As sucessivas mentiras na Educação e o futuro dos nossos filhos e netos

Até quando deixaremos que nos iludam, como na fábula de O Lobo e O Cordeiro, pondo em risco, com a nossa ingenuidade, o futuro dos nossos filhos e netos? Aos professores se apontará depois o dedo acusador pelas nefastas consequências de tal propósito.

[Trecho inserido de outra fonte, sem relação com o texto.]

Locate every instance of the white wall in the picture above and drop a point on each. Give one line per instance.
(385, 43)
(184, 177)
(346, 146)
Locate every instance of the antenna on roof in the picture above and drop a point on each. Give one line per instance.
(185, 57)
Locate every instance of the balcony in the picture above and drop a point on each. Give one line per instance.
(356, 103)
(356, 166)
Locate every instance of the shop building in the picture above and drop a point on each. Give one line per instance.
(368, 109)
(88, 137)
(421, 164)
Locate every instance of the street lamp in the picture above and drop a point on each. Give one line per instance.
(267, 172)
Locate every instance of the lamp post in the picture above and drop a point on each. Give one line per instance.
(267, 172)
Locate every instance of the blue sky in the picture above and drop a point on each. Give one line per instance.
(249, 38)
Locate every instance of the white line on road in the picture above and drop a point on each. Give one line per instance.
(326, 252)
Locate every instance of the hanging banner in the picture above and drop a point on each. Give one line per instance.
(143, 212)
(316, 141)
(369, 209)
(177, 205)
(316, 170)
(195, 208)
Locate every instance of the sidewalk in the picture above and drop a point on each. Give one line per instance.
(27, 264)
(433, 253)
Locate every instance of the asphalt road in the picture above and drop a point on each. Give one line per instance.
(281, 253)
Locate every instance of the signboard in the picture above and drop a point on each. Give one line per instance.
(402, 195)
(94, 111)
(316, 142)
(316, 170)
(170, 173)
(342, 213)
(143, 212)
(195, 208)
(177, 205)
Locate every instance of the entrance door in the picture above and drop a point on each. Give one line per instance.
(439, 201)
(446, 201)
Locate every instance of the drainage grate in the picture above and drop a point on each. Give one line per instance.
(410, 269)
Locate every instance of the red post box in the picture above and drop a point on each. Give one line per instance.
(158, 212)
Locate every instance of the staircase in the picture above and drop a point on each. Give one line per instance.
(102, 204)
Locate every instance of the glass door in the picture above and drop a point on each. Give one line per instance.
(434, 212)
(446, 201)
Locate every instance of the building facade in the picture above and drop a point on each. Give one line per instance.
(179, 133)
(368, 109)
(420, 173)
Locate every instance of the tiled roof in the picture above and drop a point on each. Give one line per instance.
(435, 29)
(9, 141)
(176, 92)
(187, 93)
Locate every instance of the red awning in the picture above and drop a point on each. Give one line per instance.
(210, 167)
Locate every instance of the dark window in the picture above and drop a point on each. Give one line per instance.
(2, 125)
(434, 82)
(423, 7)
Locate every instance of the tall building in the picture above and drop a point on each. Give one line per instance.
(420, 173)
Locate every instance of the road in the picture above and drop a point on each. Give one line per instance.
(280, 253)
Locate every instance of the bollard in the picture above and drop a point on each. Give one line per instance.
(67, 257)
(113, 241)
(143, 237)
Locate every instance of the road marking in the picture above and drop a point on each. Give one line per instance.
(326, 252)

Para não mentir, não é necessário ser santo, basta ser
honrado, porque não há coisa mais afrontosa, nem que
maior horror faça a quem tem honra, que o mentir.
Padre António Vieira (1608-1697)

Há dias, abrindo ocasionalmente a rádio (Antena 1), que estava a transmitir o Programa Forum, fui surpreendida com uma voz masculina que afirmava, em tonalidade bondosa, estar o Ministério da Educação (ME) sempre solidário com professores agredidos, por alunos ou encarregados de educação, aos quais, acrescentava, o ME dispensava todo o apoio. Focava ainda que o problema residia também no facto de os professores não apresentarem, muitas vezes, queixa relativamente à agressão ocorrida. Quando o jornalista (António Jorge) agradeceu a intervenção e mencionou o nome de João Costa, Secretário de Estado da Educação, o que senti de imediato foi uma repulsa pelo que ouvira, a que se associou a imagem do lobo com pele de cordeiro, neste caso, voz, numa despudorada actuação que só poderá convencer os que, de forma preconceituosa, atribuem aos professores os males que infestam o ensino ou os que se aproveitam empenhadamente na divulgação da mentira, em redes sociais. Felizmente, a intervenção que se seguiu, do sindicalista André Pestana, desmontou a solidariedade tão enganosamente exposta. Mas sabemos por experiência e pela própria História que “a mentira hoje no mundo é mais poderosa que a verdade” (Padre António Vieira) e Portugal não é excepção. À força de se repetir…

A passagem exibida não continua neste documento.